Gun Control
Background checks for gun sales were at record levels at the end of 2012, according to FBI statistics. Reuters/Max Whittaker

Last month’s shooting massacre in Newtown, Conn., not only jump-started a long-stalled conversation about gun control in the United States. It also caused an enormous rise in gun sales, amid rumors that Democrats would attempt to restrict gun ownership in the wake of the tragedy.

The FBI conducted more than 2.7 million criminal background checks ahead of gun purchases in December, a 58.6 percent increase from December 2011. Gun dealers across the nation are reporting record gun and ammo sales, according to a New York Times investigation, with one Iowa dealer telling the newspaper, “If I had 1,000 AR-15s [assault rifles] I could sell them in a week.”

Some say the National Rifle Association has used fear-mongering to increase gun sales, noting that Executive Vice President Wayne LaPierre once sent a fundraising letter to members that warned President Barack Obama wanted to “confiscate our firearms” following the Aurora, Colo., movie theater shootings in July. But during an appearance on CNN’s State of the Union on Sunday, NRA President David Keene denied the organization has encouraged Americans to stock up on firearms, instead pointing the finger at gun control advocates.
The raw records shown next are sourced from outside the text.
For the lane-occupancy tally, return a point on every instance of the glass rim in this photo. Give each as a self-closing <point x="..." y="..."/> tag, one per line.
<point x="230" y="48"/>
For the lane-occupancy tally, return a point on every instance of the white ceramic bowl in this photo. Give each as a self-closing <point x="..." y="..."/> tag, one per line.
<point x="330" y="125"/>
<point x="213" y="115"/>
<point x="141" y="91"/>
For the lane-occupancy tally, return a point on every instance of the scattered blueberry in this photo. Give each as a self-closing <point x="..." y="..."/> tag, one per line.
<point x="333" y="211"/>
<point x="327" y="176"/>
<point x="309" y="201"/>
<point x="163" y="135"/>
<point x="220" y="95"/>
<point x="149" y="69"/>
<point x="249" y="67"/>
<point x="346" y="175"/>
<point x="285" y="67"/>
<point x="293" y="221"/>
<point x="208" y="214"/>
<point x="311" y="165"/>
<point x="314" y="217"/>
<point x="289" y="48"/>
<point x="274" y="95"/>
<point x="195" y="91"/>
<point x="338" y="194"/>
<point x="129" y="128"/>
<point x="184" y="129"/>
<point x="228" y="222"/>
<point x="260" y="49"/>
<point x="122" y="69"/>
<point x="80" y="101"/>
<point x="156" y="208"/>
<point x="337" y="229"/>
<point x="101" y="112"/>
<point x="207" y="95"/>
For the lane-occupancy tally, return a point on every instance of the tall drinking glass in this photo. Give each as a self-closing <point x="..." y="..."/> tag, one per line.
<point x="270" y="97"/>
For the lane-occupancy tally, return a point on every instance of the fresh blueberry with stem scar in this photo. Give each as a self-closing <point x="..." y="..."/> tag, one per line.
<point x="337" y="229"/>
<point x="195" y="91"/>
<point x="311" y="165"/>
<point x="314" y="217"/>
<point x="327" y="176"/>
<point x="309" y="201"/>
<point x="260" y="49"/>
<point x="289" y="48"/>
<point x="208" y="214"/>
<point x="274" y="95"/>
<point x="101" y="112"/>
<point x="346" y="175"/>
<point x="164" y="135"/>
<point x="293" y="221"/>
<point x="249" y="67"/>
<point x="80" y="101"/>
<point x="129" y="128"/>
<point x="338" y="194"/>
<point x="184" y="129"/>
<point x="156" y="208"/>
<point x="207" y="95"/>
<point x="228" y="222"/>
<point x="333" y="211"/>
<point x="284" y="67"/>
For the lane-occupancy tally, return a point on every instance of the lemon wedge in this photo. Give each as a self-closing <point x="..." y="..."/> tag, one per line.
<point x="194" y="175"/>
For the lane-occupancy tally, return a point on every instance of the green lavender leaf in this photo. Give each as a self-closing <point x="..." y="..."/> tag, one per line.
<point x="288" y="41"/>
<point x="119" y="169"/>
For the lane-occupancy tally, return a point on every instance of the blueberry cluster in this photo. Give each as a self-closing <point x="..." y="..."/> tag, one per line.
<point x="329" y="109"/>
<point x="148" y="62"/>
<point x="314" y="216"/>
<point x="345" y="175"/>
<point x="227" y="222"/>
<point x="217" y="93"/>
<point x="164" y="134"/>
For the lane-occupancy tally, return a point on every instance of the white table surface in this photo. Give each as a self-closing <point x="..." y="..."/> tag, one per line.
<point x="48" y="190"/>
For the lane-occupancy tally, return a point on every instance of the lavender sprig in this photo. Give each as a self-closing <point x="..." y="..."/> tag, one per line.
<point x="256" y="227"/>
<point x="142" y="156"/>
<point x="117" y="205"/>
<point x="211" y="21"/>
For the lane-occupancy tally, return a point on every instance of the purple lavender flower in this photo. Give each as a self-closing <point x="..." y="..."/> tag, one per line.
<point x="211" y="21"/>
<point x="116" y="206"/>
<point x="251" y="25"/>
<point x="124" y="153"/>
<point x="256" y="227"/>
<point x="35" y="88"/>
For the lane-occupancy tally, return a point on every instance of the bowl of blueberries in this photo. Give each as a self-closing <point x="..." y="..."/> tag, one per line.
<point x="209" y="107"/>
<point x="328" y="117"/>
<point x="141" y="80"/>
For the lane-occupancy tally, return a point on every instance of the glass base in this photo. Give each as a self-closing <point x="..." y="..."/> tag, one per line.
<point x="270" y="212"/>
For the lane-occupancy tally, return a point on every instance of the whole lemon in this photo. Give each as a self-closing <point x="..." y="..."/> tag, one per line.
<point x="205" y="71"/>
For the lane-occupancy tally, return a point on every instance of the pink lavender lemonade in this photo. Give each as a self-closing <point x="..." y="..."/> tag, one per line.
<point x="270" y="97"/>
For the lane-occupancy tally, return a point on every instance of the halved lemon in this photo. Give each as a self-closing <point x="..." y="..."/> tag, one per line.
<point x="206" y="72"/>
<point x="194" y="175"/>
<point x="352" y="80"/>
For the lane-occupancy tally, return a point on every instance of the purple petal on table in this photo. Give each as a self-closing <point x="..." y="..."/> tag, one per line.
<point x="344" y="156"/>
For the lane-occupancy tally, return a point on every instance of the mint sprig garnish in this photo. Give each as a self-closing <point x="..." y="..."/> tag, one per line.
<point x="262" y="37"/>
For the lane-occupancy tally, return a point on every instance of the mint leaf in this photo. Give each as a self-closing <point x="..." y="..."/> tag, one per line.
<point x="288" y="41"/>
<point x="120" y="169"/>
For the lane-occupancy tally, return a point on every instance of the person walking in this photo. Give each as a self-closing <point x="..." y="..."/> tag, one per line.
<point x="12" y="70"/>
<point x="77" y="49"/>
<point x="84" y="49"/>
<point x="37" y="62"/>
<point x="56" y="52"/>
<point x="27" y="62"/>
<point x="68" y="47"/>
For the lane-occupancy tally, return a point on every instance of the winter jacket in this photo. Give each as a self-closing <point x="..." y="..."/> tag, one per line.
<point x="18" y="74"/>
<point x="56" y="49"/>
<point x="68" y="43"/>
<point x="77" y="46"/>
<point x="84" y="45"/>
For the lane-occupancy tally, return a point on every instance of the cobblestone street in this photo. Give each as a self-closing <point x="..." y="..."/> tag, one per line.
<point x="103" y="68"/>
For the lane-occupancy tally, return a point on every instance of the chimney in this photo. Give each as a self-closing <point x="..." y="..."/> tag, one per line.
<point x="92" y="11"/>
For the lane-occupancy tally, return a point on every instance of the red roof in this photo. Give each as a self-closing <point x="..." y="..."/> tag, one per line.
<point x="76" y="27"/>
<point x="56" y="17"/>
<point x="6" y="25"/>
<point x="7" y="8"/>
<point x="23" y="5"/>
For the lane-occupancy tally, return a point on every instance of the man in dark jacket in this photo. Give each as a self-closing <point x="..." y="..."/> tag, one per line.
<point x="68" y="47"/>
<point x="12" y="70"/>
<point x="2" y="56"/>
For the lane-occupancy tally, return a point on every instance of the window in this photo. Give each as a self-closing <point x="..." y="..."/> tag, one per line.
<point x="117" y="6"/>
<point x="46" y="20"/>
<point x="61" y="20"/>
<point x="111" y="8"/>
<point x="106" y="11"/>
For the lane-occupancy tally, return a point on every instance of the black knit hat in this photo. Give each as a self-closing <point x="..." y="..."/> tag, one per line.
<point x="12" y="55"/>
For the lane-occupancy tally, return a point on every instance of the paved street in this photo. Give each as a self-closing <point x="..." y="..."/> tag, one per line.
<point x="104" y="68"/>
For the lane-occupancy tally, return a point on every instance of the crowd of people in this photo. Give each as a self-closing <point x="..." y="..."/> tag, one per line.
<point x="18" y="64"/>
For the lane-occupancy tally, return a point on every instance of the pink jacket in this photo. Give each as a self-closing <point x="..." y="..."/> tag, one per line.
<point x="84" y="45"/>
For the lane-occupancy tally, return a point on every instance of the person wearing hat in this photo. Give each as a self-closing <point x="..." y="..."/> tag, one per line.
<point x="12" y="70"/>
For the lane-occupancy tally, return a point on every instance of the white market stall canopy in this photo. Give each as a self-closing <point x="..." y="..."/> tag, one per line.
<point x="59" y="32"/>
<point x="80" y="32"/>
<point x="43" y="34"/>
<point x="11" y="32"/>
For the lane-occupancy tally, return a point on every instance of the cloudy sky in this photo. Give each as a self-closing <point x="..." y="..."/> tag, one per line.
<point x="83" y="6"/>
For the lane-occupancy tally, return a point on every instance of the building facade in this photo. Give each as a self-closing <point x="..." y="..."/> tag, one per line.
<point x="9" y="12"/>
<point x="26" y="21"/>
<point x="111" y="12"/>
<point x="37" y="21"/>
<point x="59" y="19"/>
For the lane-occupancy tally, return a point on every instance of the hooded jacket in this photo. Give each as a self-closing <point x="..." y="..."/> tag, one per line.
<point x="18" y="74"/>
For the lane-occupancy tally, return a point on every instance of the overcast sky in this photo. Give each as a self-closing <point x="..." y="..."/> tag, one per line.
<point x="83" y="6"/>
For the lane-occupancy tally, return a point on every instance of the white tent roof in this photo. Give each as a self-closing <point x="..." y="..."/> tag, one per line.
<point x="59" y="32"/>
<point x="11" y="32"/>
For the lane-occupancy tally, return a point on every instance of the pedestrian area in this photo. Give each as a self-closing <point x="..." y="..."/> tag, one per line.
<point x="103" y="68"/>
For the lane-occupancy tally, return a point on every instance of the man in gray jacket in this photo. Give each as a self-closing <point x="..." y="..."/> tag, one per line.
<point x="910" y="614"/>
“The person -- the two people who were selling so-called assault rifles are Senator Feinstein and President Obama, not us. They are the ones that are scaring American gun owners,” Keene said, after host Candy Crowley noted that multiple pro-gun lawmakers have supported the idea of reviewing a new assault weapons ban.

U.S. Sen. Dianne Feinstein, D-Calif., has vowed to introduce a new assault weapons bill that would ban the sale and manufacturing of certain semiautomatic rifles, handguns and high-capacity magazines.

For his part, Keene said any additional restrictions on assault weapons or high-capacity magazines would do nothing to combat the country’s epidemic of gun violence. Both policies are expected to be included in a package of proposals that will be released by Vice President Joe Biden’s gun violence prevention task force this week.

After meeting with Biden’s task force last week, the nation’s largest gun lobby released a statement saying it intended to oppose any legislative attempt to restrict federal gun laws.

"We will not allow law-abiding gun owners to be blamed for the acts of criminals and madmen," the group said. "Instead, we will now take our commitment and meaningful contributions to members of Congress of both parties who are interested in having an honest conversation about what works — and what does not."